Por Marcos Paulo Candeloro
Há pouco mais de um ano, brotava uma série de artigos sobre o Medical Assistance in Dying (MAiD), um programa de suicídio assistido do Canadá, terra dos corajosos que ousam desafiar não apenas o frio, mas as convenções morais milenares. Originalmente, o MAiD seria um gesto de compaixão para aqueles em estágios terminais de doença, mas por que parar aí? Afinal, uma vez aberta a caixa de Pandora, por que não explorar todas as maravilhosidades que ela pode oferecer?
Agora, Parkinson, esclerose múltipla e, preste atenção — até a depressão e dificuldades financeiras — podem te colocar na fila para um “adeus assistido”. Madeline Li, uma psiquiatra de cuidados paliativos, uma entusiasta inicial do programa, confessa estar um pouco desconfortável com essa liberalidade toda. “Era confortável quando era só para os moribundos”, diz ela. Oh, os velhos bons tempos, lembram?
Avançando nesta espiral de liberdade, abril, o mês de conscientização sobre o autismo, nos presenteou com um marco judicial: uma jovem autista recebeu sinal verde para o MAiD. Não há grandes impedimentos físicos aqui, apenas o diagnóstico de autismo e TDAH. Mas quem somos nós para julgar o que constitui sofrimento suficiente para querer sair de cena?
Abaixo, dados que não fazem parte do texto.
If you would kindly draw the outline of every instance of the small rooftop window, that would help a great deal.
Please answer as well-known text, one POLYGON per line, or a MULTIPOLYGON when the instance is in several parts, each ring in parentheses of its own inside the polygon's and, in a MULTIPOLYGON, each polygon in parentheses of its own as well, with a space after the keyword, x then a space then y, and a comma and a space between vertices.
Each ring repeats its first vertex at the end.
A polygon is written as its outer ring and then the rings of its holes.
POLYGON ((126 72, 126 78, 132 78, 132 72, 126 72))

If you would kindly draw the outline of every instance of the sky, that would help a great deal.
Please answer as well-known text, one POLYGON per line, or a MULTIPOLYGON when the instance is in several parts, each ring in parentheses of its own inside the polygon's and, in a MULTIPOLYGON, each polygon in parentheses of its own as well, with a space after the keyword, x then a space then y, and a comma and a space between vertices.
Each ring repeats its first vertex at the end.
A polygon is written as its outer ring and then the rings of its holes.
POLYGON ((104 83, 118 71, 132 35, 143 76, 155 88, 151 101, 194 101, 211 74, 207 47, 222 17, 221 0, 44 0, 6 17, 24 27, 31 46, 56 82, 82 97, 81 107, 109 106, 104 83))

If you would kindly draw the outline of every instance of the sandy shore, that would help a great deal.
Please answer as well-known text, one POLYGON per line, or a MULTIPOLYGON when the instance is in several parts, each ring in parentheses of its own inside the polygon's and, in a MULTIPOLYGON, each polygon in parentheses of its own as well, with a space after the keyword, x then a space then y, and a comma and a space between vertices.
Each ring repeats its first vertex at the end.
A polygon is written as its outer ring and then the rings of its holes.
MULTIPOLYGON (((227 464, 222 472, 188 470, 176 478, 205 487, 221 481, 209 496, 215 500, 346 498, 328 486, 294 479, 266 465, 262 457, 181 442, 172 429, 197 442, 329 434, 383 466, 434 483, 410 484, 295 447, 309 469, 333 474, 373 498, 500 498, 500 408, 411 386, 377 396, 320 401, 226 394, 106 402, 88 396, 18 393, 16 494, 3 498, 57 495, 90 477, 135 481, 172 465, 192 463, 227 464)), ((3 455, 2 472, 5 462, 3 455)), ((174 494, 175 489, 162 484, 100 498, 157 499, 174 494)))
O pai desta jovem, conhecido como “W.V.”, obviamente perdido no que deve parecer um episódio de “Black Mirror”, tentou desafiar a decisão. Ah, o amor paternal! Mas a balança da justiça não se inclinou a seu favor – dois médicos a favor, um contra, e o juiz Colin Feasby decretando que a vontade da jovem de morrer deveria prevalecer.
Ah, a autonomia! Que conceito maravilhoso. M.V., a jovem em questão, tem o direito de escolher entre viver ou morrer com dignidade, segundo o juiz Feasby. E claro, o que poderia ser mais digno do que escolher o momento de sua última cortina?
E aí temos: a substituição completa da velha ética cristã (toda vida é sagrada) por uma ética mais moderna, flexível e, claro, secular. Qualidade de vida contra sofrimento desnecessário — quem decidirá o que é desnecessário ao fim? A relativização da vida segue um curso perigoso, mas ei, estamos na fronteira da liberdade individual, e o Canadá, sempre à frente, nos mostra como é estar na vanguarda das decisões mais sombrias disfarçadas de autonomia.
Deixamos então aberta a reflexão: até onde estamos dispostos a ir nessa jornada de auto-derterminação? E lembrem-se, a caixa de Pandora está aberta, e repleta de liberdades que nunca sonhamos possíveis – sejam elas maldição ou benção, ainda está para se ver.